How to manage exam stress during your time at Aberdeen

Everyone gets stressed during exam time but it’s important to not let it get out of control. A little big of stress can sometimes be a good thing – but exams can make stress levels get out of control, which can stop you performing at your best. People deal with stress in a variety of different ways. It’s important to find the approach that works best for you but here are some CluedUp tips to help combat stress during exam periods.

Take regular exercise
Research also shows that exercise can boost your mood as well as improve sleep quality and energy levels. Even if it’s just a short walk around the library or a walk around town for an hour, you’ll feel more alert and refreshed after a short amount of exercise. Here at the University of Aberdeen, we’ve got world-class sports facilities at the Aberdeen Sports Village that all our students can take advantage of.

Manage your time well
Make a revision plan and try to stick to it. Sitting down and breaking up your workload will make you feel better about tackling subjects in bite-sized chunks. It’s also a good idea to steer well clear of any exam ‘post-mortem’ – it doesn’t matter what your friend wrote for Question 3. After all, it’s too late to change your answer now.

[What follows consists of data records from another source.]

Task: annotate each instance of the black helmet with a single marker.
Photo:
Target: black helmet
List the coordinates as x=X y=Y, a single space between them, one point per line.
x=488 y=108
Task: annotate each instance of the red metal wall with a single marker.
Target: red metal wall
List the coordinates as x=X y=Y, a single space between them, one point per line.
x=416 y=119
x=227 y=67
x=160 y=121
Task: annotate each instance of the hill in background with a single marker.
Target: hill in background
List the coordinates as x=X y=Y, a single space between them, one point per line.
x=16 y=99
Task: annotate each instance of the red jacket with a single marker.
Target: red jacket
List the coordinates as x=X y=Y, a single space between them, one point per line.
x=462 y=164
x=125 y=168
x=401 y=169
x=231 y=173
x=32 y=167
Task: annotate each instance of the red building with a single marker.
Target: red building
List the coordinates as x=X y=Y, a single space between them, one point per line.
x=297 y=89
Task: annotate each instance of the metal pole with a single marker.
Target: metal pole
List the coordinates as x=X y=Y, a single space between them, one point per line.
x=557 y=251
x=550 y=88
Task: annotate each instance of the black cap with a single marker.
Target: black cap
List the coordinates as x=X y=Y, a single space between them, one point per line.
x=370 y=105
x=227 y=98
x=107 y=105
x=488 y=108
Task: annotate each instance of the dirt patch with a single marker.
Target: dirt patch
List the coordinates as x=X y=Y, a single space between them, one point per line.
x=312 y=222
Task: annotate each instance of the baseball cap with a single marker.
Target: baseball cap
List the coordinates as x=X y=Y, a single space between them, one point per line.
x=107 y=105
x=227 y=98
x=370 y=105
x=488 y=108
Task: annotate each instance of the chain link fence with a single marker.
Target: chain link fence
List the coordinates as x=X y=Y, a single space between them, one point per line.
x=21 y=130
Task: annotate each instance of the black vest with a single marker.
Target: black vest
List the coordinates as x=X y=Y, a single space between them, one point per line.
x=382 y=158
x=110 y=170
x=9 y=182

A problem shared is a problem halved
Learn to recognise when you’re feeling stressed. A chat with a friend or a member of staff at the university who knows the pressure you’re under will get things into perspective. There is always someone you can talk to at the university, whether that’s the Student Advice and Support Office, the University Counselling office, the Chaplaincy, a Student Resident Assistant or even the folk at Nightline.

Events on campus
Look out for AUSA events over exam period. They often provide specialist drop-in events such as puppy therapy clinics and free massages.

Relaxation methods
The NHS can also help with information and advice to help students deal with exam stress. Relaxed breathing and deep muscle relaxation are two methods that are proven to reduce stress levels.

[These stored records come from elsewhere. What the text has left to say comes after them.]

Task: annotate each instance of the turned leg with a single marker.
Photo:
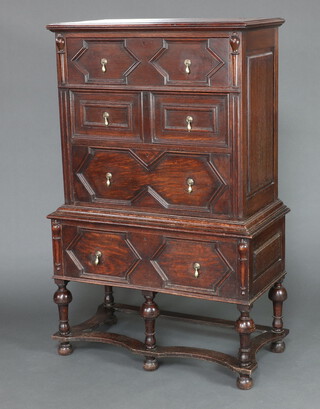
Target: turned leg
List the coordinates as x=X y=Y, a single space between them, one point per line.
x=149 y=312
x=277 y=295
x=109 y=304
x=63 y=297
x=244 y=326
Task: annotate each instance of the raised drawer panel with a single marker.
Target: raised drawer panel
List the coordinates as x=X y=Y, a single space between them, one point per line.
x=171 y=181
x=193 y=119
x=107 y=115
x=161 y=262
x=149 y=61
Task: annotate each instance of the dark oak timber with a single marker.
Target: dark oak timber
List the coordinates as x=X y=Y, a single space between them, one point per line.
x=169 y=133
x=63 y=297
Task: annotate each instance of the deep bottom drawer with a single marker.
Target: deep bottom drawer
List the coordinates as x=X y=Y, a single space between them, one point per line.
x=151 y=260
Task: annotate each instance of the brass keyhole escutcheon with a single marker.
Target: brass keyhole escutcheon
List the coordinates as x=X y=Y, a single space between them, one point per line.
x=190 y=183
x=189 y=121
x=104 y=62
x=106 y=118
x=97 y=257
x=196 y=267
x=108 y=177
x=187 y=64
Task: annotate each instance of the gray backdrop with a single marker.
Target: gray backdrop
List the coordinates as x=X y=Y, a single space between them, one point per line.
x=31 y=374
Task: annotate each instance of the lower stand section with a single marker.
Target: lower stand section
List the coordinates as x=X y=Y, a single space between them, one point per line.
x=63 y=297
x=149 y=312
x=244 y=365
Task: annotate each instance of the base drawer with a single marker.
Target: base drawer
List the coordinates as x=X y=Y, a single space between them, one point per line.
x=161 y=262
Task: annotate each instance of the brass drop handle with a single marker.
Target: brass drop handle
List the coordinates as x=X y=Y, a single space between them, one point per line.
x=189 y=121
x=106 y=118
x=190 y=183
x=187 y=64
x=196 y=267
x=97 y=257
x=108 y=177
x=104 y=62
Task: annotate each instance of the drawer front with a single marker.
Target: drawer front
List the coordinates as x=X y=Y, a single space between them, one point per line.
x=152 y=260
x=149 y=61
x=171 y=181
x=107 y=115
x=100 y=253
x=190 y=119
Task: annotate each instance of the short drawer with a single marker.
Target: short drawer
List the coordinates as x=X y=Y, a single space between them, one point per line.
x=190 y=119
x=169 y=181
x=106 y=115
x=151 y=260
x=190 y=62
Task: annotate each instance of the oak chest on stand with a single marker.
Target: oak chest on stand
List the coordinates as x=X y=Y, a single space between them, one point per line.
x=169 y=145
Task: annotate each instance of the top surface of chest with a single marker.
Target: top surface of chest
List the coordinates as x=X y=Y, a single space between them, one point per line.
x=190 y=53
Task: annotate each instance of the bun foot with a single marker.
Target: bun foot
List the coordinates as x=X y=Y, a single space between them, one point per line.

NHS tips: Relaxed Breathing
Good relaxation always starts with focusing on your breathing. They way to do it is to breathe in and out slowly and in a regular rhythm as this will help you to calm down. Practise this relaxed breathing for three to five minutes, two to three times a day (or whenever you feel stressed).

Have a go at this simple breathing exercise:

  1. Fill up the whole of your lungs with air, without forcing. Imagine you’re filling up a bottle, so that your lungs fill from the bottom.
  2. Breathe in through your nose and out through your mouth.
  3. Breathe in slowly and regularly counting from one to five (don’t worry if you can’t reach five at first).
  4. Then let the breath escape slowly, counting from one to five.
  5. Keep doing this until you feel calm. Breathe without pausing or holding your breath.

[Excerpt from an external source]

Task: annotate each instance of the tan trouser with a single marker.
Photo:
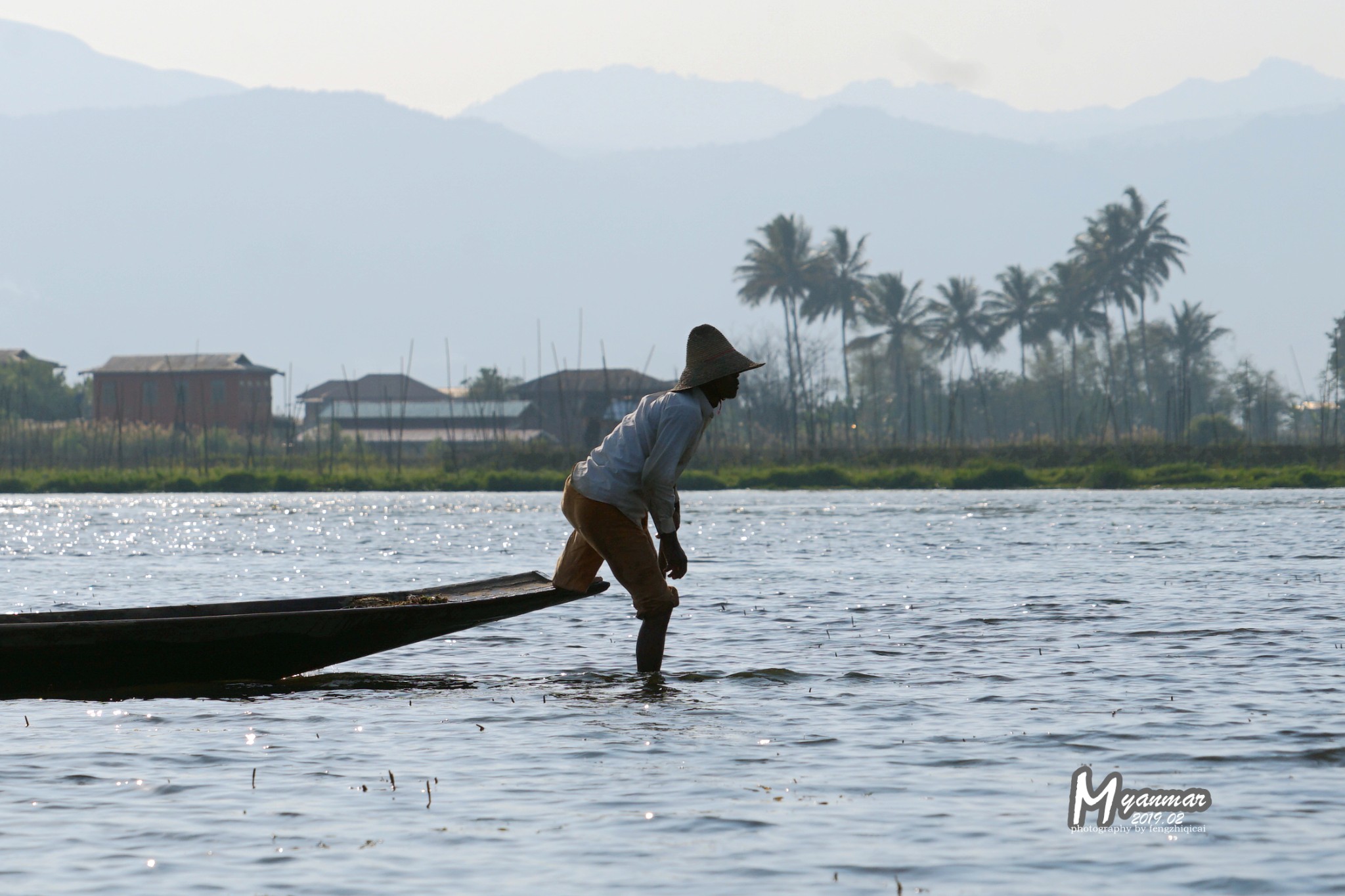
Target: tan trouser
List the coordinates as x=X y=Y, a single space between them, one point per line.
x=602 y=532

NHS tips: Deep Muscle Relaxation
This technique takes around 20 minutes. It stretches different muscles in turn and then relaxes them, to release tension from the body and relax your mind.

Find a warm, quiet place with no distractions. Get completely comfortable, either sitting or lying down. Close your eyes and begin by focusing on your breathing; breathing slowly and deeply as described above.

If you have pain in certain muscles, or if there are muscles that you find it difficult to focus on, spend more time on relaxing other parts.

You may want to play some soothing music to help relaxation. As with all relaxation techniques, deep muscle relaxation will require a bit of practice before you start feeling its benefits.

For each exercise, hold the stretch for a few seconds, then relax. Repeat it a couple of times. It’s useful to keep to the same order as you work through the muscle groups:

  • Face: push the eyebrows together, as though frowning, then release.
  • Neck: gently tilt the head forwards, pushing chin down towards chest, then slowly lift again.
  • Shoulders: pull them up towards the ears (shrug), then relax them down towards the feet.
  • Chest: breathe slowly and deeply into the diaphragm (below your bottom rib) so that you’re using the whole of the lungs. Then breathe slowly out, allowing the belly to deflate as all the air is exhaled.
  • Arms: stretch the arms away from the body, reach, then relax.
  • Legs: push the toes away from the body, then pull them towards the body, then relax.
  • Wrists and hands: stretch the wrist by pulling the hand up towards you, and stretch out the fingers and thumbs, then relax.

Spend some time lying quietly after your relaxation with your eyes closed. When you feel ready, stretch and get up slowly. Visit the NHS for ten more ways to combat stress.

Ultimately, it’s important not to lose perspective. Exams will inevitably come to a finish. Things might seem intense now, but they won’t last forever.